Son olarak Güney Afrika’da 29 Mayıs’ta yapılacak seçimleri ele alan Ahmet İnsel, 1994’ten bu yana iktidarda olan Nelson Mandela’nın partisi Afrika Ulusal Kongresi’nin kamuoyu yoklamalarına göre oyların %40’ı ila %45’ini almasının beklendiğini belirtti. Güney Afrika’da Apartheid rejiminin sona erdirilmesinin üzerinden 30 yıl geçtikten sonra, ilk defa bir koalisyon hükümetinin kurulmasının söz konusu olabileceğine dikkat çeken İnsel, Afrika Ulusal Kongresi’nin göreli itibar kaybını açıklayan en büyük etmenin 2009 ila 2018 yılları arasında başkanlık yapan Jacob Zuma dönemindeki yolsuzluklar olduğunu aktar.

Felaket olarak anılan bu dönemde, inanılmaz derecede yoksullaşmanın yaşandığı ve yandaş ataması sonucunda kamu hizmetlerinin çökme noktasına geldiğine dikkat çeken Ahmet İnsel, daha önce Güney Afrika’nın başarılı kamu şirketlerinden biri olarak görülen Kamu Elektrik İdaresi’nin (ESKOM) 2023 yılında yılın 335 gününde az veya çok elektrik kesintisi yaptığını ve bazı elektrik kesintilerinin 12 saat sürdüğünü hatırlattı. Afrika’daki iktisadi kuruluşların yaptıkları tahminlere göre, 2022’de sadece elektrik kesintilerinin Güney Afrika’nın büyümesineüç puan daha az gerçekleşmesine yol açtığına, elektrik kesintisinin olmaması halinde ise %3 veya %3.5 civarında büyümenin gerçekleşmiş olacağını aktaran İnsel, Güney Afrika’nın Brezilya’yı geçerek, dünyanın en büyük gelir dağılımı eşitsizliğine sahip ülkesi olduğunu belirti, “Biliyorsunuz, Gini endeksi 1 olduğunda mutlak eşitsizliktir. Dünyanın en yüksek gelir dağılımı eşitsizliği göstergesi olan ülke konumuna geldi Güney Afrika.

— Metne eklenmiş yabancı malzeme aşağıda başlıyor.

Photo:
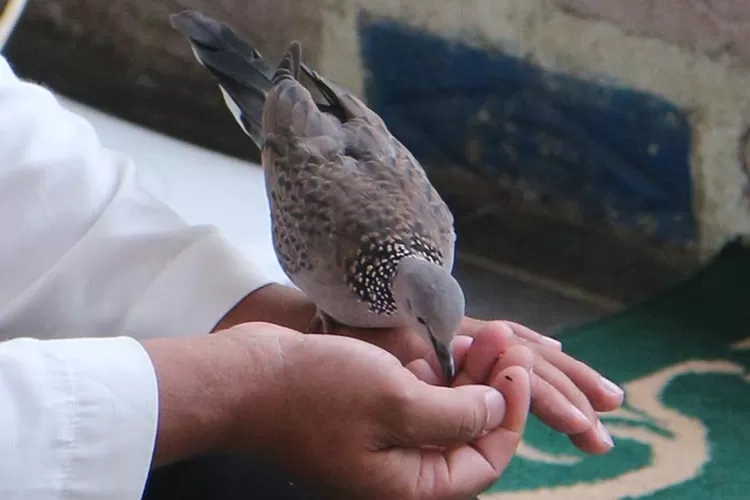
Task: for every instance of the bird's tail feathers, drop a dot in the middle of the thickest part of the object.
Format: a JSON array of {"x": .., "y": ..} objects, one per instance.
[
  {"x": 241, "y": 72},
  {"x": 289, "y": 66}
]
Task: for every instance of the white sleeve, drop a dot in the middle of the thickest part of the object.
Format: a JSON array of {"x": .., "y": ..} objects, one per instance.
[
  {"x": 78, "y": 419},
  {"x": 86, "y": 251}
]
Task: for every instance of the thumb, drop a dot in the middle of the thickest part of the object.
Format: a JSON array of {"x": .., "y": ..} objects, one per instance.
[{"x": 447, "y": 416}]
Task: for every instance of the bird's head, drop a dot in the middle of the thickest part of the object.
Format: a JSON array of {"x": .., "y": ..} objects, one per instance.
[{"x": 432, "y": 303}]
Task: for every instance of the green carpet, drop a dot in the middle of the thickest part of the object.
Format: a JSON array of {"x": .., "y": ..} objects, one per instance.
[{"x": 684, "y": 431}]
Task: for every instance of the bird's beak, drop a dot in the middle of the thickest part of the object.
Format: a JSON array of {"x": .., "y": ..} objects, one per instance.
[{"x": 445, "y": 358}]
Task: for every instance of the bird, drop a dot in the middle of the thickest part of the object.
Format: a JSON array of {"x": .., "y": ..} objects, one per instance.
[{"x": 356, "y": 224}]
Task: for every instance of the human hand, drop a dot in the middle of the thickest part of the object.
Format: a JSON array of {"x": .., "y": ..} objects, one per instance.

Bu da tabii son derece düşündürücü çünkü Afrika Ulusal Kongresi’nin en büyük taşıyıcılarından birisi, beyazların oluşturduğu tahakkümün siyahlar üzerinde yarattığı büyük eşitsizlikti. Bu büyük eşitsizlik daha da büyüdü şimdiki durumda ve bu da çok tuhaf bir durum.” Ömer Madra, bu durumu yeni bir Apartheid yaşanıyor olarak açıklarken, İnsel, “Başka türlü bir Apartheid. İçinde bazı siyahların da milyoner oldukları bir Apartheid’den bahsediyoruz bu sefer,” diye belirtti. İşsizliğin hızla arttığı, nüfusunun %81’inin siyah olduğu, %8’inin beyaz ve geri kalan nüfusun Hint kökenli olduğu Güney Afrika’da tarihi nedenlerden ötürü hala Afrika Ulusal Kongresi’ne %40, %55 oranında oy verildiğini belirten İnsel, böylece programını noktaladı.